Trzy postawione pionowo autobusy naprzeciw Bramy Brandenburskiej mają symbolizować sprzeciw wobec wojny i terroru - wyjaśnia Manaf Halbouni, niemiecki artysta urodzony w Damaszku. Jak podkreśla, instalacja "Monument" to odtworzone barykady z autobusów, które miały chronić ludność cywilną w Aleppo przed ostrzałem snajperów.

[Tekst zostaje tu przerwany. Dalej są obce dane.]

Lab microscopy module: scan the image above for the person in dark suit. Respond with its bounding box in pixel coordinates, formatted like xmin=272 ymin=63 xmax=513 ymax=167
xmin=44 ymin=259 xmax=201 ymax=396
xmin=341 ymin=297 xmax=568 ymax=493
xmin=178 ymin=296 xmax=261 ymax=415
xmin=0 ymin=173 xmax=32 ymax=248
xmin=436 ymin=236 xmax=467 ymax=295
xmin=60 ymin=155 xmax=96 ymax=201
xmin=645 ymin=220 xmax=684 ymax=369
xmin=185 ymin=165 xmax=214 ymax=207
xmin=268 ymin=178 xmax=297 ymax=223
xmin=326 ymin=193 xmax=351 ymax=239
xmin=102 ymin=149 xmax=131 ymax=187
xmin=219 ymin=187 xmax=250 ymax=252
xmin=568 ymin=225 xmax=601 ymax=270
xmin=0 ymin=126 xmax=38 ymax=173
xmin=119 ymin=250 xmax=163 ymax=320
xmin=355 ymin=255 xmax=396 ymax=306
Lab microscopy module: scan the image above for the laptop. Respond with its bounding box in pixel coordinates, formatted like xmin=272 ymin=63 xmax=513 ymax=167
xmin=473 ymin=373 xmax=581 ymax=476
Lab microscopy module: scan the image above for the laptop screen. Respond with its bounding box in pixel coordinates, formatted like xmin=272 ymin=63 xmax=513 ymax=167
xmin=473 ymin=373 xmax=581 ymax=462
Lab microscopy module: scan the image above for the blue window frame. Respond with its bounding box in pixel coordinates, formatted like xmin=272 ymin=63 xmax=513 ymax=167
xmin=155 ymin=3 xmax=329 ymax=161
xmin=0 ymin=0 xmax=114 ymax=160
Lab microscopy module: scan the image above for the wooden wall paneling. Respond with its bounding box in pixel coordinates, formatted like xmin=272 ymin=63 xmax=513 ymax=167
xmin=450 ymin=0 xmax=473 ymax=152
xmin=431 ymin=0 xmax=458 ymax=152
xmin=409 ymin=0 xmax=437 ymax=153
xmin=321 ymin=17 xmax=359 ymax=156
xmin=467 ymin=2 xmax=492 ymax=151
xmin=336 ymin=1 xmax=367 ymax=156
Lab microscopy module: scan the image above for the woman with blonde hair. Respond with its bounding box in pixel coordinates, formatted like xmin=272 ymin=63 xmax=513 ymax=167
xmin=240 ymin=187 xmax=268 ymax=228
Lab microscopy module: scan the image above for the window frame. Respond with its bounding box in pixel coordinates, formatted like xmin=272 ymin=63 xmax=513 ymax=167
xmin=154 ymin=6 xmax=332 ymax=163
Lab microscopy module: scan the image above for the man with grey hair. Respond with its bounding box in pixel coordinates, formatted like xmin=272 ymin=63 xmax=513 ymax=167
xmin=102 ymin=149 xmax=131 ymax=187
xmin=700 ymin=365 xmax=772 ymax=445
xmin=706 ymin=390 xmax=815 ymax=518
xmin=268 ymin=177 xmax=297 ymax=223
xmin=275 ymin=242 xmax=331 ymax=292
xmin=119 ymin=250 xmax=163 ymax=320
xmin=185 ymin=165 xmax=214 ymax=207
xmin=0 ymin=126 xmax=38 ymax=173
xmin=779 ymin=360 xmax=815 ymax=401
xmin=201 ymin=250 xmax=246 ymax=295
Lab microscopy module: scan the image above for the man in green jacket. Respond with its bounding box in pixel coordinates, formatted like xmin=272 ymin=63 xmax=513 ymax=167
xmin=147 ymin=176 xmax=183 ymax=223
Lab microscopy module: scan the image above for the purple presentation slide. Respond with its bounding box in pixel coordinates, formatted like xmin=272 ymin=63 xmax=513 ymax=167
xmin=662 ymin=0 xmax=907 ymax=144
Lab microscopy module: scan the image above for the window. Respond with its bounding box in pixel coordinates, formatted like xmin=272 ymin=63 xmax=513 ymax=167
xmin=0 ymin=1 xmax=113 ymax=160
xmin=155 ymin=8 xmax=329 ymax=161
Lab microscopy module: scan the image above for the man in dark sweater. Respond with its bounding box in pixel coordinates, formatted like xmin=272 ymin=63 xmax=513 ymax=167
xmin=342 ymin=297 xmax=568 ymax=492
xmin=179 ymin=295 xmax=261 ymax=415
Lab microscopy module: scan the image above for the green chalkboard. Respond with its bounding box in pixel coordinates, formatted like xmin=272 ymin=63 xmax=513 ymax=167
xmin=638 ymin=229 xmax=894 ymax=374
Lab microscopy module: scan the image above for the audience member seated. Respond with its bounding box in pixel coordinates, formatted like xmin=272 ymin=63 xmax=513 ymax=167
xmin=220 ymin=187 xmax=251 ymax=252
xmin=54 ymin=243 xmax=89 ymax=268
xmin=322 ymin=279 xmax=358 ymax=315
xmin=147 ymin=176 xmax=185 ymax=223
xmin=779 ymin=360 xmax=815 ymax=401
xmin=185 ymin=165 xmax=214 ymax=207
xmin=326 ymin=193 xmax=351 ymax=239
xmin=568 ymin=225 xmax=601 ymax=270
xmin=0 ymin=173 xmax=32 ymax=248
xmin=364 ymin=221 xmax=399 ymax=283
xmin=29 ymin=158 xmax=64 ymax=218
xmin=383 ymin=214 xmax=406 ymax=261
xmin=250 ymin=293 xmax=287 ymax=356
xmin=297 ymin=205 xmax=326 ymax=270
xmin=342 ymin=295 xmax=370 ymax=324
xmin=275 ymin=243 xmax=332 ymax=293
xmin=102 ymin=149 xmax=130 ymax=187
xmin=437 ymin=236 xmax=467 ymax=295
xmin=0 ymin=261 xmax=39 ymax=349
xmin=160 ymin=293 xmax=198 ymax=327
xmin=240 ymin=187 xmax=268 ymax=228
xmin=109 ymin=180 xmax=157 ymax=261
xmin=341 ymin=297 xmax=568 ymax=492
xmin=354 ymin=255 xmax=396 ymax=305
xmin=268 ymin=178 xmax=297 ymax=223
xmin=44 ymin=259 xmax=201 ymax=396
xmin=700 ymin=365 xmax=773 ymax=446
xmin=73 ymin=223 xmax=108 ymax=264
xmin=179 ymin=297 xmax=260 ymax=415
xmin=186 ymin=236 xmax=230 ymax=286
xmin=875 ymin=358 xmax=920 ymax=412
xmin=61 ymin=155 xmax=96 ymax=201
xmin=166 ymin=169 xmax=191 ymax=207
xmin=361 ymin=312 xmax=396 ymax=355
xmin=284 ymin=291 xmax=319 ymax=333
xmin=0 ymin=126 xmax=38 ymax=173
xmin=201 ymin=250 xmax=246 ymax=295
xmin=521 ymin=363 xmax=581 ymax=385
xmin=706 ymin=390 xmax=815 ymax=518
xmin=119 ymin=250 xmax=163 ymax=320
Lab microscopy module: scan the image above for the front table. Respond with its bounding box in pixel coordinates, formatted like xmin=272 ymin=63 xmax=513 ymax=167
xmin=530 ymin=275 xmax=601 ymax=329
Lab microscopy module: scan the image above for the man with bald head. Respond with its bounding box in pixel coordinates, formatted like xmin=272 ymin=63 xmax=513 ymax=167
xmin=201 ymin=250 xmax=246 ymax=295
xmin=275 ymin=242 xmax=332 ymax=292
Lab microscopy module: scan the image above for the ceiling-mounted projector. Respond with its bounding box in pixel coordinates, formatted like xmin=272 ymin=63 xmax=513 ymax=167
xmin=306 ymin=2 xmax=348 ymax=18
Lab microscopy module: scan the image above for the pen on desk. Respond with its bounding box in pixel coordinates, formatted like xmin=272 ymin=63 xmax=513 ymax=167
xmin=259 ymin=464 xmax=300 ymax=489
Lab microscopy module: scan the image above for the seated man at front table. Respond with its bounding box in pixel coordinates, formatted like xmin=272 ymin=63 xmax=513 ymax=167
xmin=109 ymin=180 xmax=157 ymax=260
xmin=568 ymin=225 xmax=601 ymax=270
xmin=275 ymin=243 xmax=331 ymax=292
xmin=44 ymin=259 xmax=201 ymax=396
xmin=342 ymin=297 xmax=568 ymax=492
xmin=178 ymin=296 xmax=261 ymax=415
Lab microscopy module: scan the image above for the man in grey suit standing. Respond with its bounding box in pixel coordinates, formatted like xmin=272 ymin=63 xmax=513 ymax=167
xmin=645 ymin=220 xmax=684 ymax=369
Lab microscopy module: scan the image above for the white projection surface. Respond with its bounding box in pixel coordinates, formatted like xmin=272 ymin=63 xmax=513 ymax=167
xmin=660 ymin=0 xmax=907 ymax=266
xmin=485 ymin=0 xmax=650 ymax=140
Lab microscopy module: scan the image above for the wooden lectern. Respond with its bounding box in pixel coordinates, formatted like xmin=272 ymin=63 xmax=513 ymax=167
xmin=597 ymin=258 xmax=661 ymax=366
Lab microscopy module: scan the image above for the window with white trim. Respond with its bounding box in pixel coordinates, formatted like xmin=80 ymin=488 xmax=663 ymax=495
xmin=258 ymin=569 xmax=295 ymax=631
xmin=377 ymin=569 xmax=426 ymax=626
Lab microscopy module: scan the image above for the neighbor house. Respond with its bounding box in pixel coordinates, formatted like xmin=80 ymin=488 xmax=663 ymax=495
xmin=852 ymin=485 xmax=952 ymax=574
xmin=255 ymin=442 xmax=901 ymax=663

Instalacja złożona z trzech autobusów ustawiona została w Berlinie w piątek. Wcześniej dzieło było prezentowane w Dreźnie, gdzie spotkało się z falą protestów ze strony skrajnej prawicy. Krytycy instalacji zwracali uwagę, że "Monument" lekceważy pamięć o bombardowaniu, które zrównało Drezno z ziemią podczas II wojny światowej. Halbouni przy tworzeniu swojej pracy inspirował się słynnym zdjęciem Karama Al-Masriego, na którym było widać ustawioną w Aleppo przez rebeliantów syryjskich barykadę złożoną z postawionych pionowo autobusów. Zdjęcie Al-Masriego zdobyło między innymi trzecią nagrodę podczas Istanbul Photo Awards 2016.

Sprzeciw wobec wojnie

Instalacja Halouniego została umiejscowiona w bardzo szczególnym symbolicznie położeniu, które mocno wpisane jest w najnowszą historię Niemiec. Z jednej strony to tutaj odbyły się oficjalne uroczystości związane ze zjednoczeniem Niemiec w 1990 roku. Z drugiej strony instalacja stoi zaledwie jedną przecznicę od Pomnika Holokaustu, upamiętniającego miliony Żydów zabitych w czasie rządów nazistów. W rozmowie z Agencją Reutera, Halbouni tłumaczył, że wybrał berlińską lokalizację, ponieważ "Brama Brandenburska jest symbolem zniszczenia i zakończenia wojny jednocześnie, jest symbolem podziału i symbolem zjednoczenia". Artysta podkreślił, że jego celem było wyrażenie sprzeciwu wobec wojny i wszystkiego, co złe. 12-metrowy "Monument", składający się z trzech autobusów, prezentowany jest w niemieckiej stolicy w związku z Berlin Herbstsalon (jesiennym festiwalem sztuki najnowszej). Na wystawie trwającej do 26 listopada prezentowane są prace ponad 100 niemieckich artystów.